The President, of course, had long been trying to make it clear that he favored a predominant Supreme Court to counter the emergence of a right-wing, religious coalition in order to preserve the possibility of a Palestinian state. While there was a logic to that argument, in the context of recent events it was not all that clear that Mr. Biden was really very serious.
It wasn’t so long ago that Biden and his fellow Democrats were arguing for Congressional responses to the U.S. Supreme Court’s decision overturning Roe v. Wade. Some, like the president and Sen. Sheldon Whitehouse, said the unelected judges were out of sync with voters.

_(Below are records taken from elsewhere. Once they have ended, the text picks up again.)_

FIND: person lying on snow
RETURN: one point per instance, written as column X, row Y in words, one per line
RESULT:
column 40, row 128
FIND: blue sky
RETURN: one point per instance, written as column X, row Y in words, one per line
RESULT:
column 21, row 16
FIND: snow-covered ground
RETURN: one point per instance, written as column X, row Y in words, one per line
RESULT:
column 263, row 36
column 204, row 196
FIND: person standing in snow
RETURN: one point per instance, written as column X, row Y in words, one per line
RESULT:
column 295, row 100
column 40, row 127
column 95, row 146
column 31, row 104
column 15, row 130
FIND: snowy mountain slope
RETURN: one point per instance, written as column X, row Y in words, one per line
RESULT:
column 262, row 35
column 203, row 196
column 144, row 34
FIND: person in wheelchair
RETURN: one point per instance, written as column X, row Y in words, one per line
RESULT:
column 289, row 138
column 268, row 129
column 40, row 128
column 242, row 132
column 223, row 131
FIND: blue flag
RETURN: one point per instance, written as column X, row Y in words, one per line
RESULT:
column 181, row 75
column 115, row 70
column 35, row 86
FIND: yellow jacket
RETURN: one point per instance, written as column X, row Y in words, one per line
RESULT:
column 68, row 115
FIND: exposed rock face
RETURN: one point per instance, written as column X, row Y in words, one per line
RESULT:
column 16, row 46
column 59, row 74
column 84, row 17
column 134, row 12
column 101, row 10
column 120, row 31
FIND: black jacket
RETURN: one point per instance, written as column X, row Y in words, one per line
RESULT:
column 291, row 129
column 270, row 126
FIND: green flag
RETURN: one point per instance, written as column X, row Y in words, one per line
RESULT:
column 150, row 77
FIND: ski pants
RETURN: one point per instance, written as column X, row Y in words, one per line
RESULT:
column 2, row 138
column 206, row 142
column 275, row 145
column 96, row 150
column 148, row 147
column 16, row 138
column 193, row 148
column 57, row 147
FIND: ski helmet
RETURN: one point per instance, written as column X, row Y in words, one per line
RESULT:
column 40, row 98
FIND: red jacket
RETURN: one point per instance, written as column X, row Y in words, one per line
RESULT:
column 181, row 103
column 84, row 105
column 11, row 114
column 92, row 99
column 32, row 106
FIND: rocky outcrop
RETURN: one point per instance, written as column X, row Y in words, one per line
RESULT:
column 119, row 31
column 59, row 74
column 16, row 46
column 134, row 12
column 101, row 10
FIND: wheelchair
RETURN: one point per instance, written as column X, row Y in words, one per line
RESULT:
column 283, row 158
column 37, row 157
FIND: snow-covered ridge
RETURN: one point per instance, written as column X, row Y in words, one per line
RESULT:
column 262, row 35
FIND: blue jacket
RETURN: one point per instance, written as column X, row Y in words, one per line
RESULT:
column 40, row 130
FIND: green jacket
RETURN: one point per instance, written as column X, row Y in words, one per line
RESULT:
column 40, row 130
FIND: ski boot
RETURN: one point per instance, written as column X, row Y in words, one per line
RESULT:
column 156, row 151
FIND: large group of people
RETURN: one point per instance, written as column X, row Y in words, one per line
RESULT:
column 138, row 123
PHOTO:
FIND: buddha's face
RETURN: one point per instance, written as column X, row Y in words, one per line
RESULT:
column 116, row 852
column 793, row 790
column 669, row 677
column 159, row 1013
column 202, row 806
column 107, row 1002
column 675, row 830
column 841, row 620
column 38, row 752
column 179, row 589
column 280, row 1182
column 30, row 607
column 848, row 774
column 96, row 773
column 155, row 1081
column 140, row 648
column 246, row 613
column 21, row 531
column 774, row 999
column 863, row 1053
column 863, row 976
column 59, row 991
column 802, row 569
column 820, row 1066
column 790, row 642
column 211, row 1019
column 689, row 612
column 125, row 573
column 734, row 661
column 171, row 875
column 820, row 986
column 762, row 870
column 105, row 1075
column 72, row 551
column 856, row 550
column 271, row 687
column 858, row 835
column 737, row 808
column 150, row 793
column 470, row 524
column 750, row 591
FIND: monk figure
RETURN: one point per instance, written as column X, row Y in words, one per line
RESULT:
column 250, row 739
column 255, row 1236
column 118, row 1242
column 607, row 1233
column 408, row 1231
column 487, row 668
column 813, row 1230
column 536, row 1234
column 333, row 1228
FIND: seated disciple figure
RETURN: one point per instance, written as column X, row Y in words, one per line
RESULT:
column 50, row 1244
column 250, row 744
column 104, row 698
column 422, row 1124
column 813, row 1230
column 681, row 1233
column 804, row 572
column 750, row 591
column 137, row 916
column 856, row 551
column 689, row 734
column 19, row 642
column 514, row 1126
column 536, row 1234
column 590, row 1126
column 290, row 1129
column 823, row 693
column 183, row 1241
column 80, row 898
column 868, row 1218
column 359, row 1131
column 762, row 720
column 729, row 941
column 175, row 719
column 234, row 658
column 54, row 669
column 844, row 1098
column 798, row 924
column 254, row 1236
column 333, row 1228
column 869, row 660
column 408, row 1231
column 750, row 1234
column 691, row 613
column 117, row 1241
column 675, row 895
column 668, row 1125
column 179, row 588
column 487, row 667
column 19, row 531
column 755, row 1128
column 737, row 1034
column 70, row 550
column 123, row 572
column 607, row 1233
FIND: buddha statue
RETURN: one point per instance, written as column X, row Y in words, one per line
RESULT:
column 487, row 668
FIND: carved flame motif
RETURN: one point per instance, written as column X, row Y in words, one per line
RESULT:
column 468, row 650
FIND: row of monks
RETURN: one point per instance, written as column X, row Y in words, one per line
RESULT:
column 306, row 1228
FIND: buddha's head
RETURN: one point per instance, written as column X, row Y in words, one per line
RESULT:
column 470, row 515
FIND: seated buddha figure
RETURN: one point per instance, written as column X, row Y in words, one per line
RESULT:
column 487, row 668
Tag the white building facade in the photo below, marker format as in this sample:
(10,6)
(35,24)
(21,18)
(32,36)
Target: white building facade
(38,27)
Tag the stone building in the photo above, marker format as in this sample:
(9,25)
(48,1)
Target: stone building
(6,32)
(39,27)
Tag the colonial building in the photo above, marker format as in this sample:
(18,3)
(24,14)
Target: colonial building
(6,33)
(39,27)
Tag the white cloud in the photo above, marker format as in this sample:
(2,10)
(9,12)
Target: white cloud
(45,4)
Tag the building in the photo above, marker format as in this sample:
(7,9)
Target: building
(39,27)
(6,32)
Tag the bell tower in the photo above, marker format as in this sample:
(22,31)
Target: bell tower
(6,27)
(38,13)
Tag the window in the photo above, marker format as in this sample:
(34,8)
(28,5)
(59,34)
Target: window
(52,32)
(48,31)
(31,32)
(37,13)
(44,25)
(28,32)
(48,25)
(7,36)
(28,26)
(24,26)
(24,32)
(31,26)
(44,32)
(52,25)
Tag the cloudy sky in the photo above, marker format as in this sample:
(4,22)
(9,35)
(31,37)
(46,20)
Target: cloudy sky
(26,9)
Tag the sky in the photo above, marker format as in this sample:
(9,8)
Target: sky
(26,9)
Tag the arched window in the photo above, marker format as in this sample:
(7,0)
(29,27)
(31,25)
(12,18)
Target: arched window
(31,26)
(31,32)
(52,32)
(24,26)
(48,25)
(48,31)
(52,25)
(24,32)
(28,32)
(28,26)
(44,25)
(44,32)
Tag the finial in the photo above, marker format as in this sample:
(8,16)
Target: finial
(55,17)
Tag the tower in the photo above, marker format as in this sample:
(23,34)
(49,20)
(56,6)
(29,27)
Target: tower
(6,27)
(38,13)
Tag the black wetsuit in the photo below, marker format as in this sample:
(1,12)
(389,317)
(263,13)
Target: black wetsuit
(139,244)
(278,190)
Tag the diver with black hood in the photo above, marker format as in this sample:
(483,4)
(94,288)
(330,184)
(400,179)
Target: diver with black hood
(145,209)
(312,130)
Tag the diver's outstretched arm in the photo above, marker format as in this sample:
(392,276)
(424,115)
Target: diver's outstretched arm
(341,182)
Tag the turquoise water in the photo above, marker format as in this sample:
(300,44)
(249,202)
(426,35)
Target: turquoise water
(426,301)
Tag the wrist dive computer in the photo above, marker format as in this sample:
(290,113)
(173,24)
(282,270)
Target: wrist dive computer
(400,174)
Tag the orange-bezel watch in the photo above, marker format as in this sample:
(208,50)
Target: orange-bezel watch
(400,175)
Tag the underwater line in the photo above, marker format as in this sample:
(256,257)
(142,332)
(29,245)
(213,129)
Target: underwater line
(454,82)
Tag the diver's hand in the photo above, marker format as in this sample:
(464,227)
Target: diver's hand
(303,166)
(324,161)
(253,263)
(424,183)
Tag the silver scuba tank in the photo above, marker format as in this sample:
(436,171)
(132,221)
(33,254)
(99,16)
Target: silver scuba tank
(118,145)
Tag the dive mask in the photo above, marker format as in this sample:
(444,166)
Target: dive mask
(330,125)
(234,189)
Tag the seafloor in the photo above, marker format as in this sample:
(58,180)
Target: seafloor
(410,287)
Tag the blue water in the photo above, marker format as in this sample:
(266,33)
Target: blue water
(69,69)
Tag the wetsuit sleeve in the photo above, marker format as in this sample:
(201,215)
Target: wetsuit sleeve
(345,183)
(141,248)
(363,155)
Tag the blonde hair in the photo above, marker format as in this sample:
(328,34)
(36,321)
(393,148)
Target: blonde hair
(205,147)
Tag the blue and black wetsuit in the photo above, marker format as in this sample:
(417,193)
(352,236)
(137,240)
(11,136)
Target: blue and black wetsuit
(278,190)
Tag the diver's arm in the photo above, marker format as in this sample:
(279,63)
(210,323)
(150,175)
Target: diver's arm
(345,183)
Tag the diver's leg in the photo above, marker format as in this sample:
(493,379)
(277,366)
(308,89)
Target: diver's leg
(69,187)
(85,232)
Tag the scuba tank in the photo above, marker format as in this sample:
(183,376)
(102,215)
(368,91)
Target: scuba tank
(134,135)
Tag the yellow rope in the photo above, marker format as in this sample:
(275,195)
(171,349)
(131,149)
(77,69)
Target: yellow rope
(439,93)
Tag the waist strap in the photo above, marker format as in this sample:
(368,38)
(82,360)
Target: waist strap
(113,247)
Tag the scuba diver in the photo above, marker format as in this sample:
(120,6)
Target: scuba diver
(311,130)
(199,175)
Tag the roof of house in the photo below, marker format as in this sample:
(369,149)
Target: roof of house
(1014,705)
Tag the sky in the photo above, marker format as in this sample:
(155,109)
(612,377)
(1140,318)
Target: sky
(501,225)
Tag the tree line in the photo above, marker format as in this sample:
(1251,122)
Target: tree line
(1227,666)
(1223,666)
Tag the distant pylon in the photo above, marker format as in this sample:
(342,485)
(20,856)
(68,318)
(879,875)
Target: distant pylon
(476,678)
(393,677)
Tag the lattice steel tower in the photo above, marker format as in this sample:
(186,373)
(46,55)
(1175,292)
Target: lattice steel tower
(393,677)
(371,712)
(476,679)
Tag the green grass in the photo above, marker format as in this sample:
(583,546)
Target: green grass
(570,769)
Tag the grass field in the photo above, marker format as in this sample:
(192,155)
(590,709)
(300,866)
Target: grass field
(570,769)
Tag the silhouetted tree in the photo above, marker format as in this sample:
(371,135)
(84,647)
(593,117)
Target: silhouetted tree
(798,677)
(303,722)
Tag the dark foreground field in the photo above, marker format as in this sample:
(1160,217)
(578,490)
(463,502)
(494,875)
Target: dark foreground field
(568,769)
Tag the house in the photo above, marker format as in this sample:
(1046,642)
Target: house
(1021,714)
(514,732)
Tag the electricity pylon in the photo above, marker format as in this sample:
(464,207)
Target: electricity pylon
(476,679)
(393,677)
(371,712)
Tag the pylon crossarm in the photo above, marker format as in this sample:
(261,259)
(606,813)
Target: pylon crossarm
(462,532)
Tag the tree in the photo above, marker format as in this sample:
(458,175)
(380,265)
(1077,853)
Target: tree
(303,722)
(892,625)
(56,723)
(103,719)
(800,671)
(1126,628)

They called for the enactment of a national abortion rights law and or increasing the number of justices in order to produce a pro-abortion majority.
Others, like Senate Majority Leader Chuck Schumer opted for bald intimidation: “I want to tell you, Gorsuch, I want to tell you, Kavanaugh, you have released the whirlwind, and you will pay the price,” he said. “You won’t know what hit you if you go forward with these awful decisions.”
When it comes to America, the president has been arguing for legislative supremacy; yet when it comes to Israel he advocates for the judiciary?
As we see it, it would be best instead to allow the tensions within the Israeli public to play themselves out. The massiveness of the competing demonstrations tells us that some form of compromise will likely develop from within. Unseemly interference in the country’s political affairs would have been best avoided.